Kandilli Rasathanesi, Ege Denizi’ndeki deprem aktivitesine dair dördüncü raporunu kamuoyuyla paylaştı. Yapılan açıklamada, son bir hafta içerisinde bölgede yaklaşık 1513 deprem kaydedildiği bildirildi.
Raporda, 31 Ocak-07 Şubat tarihleri arasında (saat 09:00 itibarıyla) kaydedilen depremler arasında en düşük 1.2, en yüksek ise 5.3 büyüklüğünde yaklaşık 1513 depremin meydana geldiği vurgulandı. En büyük depremin büyüklüğünün 5.3 olduğu belirtilirken, 108 depremin ise 4’ün üzerinde olduğu ifade edildi.
Açıklamada, “Bölgede gözlemlenen sismik hareketlilik ve magma dinamikleri, geçmişte meydana gelen büyük patlamalar ve depremler ile doğrudan ilişkilidir. Santorini-Amorgos fay hattı, büyük yıkıcı depremlere sebep olabilecek bir potansiyele sahiptir. Ayrıca, bölgede meydana gelebilecek bir deprem, heyelan gibi etkenlerle tetiklenebilecek tsunamiler için gerekli tedbirlerin alınması büyük bir önem taşımaktadır” denildi.
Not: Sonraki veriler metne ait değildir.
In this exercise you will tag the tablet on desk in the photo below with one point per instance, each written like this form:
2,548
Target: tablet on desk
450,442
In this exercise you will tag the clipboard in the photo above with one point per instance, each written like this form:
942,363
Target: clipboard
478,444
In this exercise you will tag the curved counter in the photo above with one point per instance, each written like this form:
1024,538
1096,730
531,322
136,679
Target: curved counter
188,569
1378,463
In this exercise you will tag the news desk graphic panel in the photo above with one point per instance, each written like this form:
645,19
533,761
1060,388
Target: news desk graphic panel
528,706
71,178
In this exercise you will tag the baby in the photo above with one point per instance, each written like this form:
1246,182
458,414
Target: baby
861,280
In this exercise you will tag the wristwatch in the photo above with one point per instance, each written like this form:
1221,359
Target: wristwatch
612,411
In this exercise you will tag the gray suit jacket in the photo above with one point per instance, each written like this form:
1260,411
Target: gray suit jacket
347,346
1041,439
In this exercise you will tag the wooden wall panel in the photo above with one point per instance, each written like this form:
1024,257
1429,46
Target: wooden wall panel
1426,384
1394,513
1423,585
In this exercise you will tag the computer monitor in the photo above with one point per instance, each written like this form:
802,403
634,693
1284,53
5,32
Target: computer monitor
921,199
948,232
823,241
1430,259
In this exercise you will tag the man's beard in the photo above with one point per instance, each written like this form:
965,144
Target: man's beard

Raporda ayrıca, Türkiye’de yer alan Kaş yarımadası ve Antalya Körfezi’ndeki tsunami tehlikesine de vurgu yapılarak, “Orta ve Doğu Akdeniz ile Ege Denizi’nde, Helen yayı çevresinde ve ona dik olan Güney Akdeniz ile Kuzey Afrika kıyılarında tsunami riski yüksek (Hw > 3 m) düzeyindedir. Güney Ege, Trablusgarp, Doğu Sicilya, Güney İtalya, Batı Yunanistan, Kıbrıs’ın batı ve güney kıyıları ile Türkiye’nin Kaş yarımadası ve Antalya Körfezi ile Mısır arasındaki bölgelerde ise önem arz eden (1m < Hw < 3 m) seviyelerde tsunami tehlikesinin varlığı tespit edilmiştir" ifadeleri kullanıldı.